Architecture, as a way of thinking, requires something outside of itself. It requires something to think about. The point is simple enough, though it seems that, because of the incessant pressure towards the production of a tangible, built object, architects have become more likely to lose sight of architecture’s fundamental capability to evaluate subjects. This suggests not only a deficiency in the culture of contemporary architectural practice, but also a deficiency in the forms of media we utilize.
A brief consideration of two iconic modernists can provide insightful case studies on the act of looking outward through architecture. A recurring trope in Le Corbusier’s writing was his near fanaticism for so-called “objects of an arresting novelty” that emerged early in the 20th century, such as cars and airplanes. His enormous collection of images and subsequent deployment of those images in the pages of progressive journals were seamlessly integrated with his architectural production. A similar fascination can be located in his search for three-dimensionality in the flatness of the painted canvas.
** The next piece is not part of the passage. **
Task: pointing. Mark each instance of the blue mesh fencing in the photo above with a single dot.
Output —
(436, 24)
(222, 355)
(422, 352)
Alternatively, Mies van der Rohe’s prolonged engagement with certain philosophical doctrines and his ethic of ceaseless drawing contributed more than any particular building experience to the development of his architectural language. These provided the underlying subject of his life’s work, of which the repetitiveness of his later buildings can be seen as the mature embodiment. Mies saw the “building art” as a way of articulating our various forms of life.
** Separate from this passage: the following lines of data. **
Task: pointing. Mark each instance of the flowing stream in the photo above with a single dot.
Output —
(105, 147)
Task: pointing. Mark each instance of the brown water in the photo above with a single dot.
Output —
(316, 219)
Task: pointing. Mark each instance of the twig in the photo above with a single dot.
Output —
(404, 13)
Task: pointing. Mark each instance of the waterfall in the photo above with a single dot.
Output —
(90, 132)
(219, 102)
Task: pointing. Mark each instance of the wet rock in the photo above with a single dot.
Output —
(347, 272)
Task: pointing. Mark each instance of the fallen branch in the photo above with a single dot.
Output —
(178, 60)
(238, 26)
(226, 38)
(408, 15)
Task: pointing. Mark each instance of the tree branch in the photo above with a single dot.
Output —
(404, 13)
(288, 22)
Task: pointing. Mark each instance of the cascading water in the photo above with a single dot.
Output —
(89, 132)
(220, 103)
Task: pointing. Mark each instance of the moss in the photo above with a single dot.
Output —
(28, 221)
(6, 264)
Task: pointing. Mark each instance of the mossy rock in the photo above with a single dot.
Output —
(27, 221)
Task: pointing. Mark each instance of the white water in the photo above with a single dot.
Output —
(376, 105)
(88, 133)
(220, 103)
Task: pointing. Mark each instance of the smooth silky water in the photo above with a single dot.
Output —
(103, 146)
Perhaps the most pertinent contemporary heir to this tradition today is Rem Koolhaas. However in Koolhaas’s case, the evident desire for collecting and analyzing outsider or grotesque urban phenomena informs not just a spatial sensibility, but the inevitable bifurcation of an entire practice, OMA/AMO. It is highly relevant that, in this situation, objects and subjects are split in two; where OMA builds objects, AMO investigates subjects. Where Koolhaas himself embodies a posture of apparent integration or synthesis, his decision to structure one of the most influential practices of the last several decades as a divided endeavor has had an enormous impact on the profession as a whole. The notion of practice today would benefit from a significant shift in meaning, embracing the act of investigation as its reason for being. However, passing this threshold can only take shape if a fundamental change occurs in the objects we make and the subjects they serve.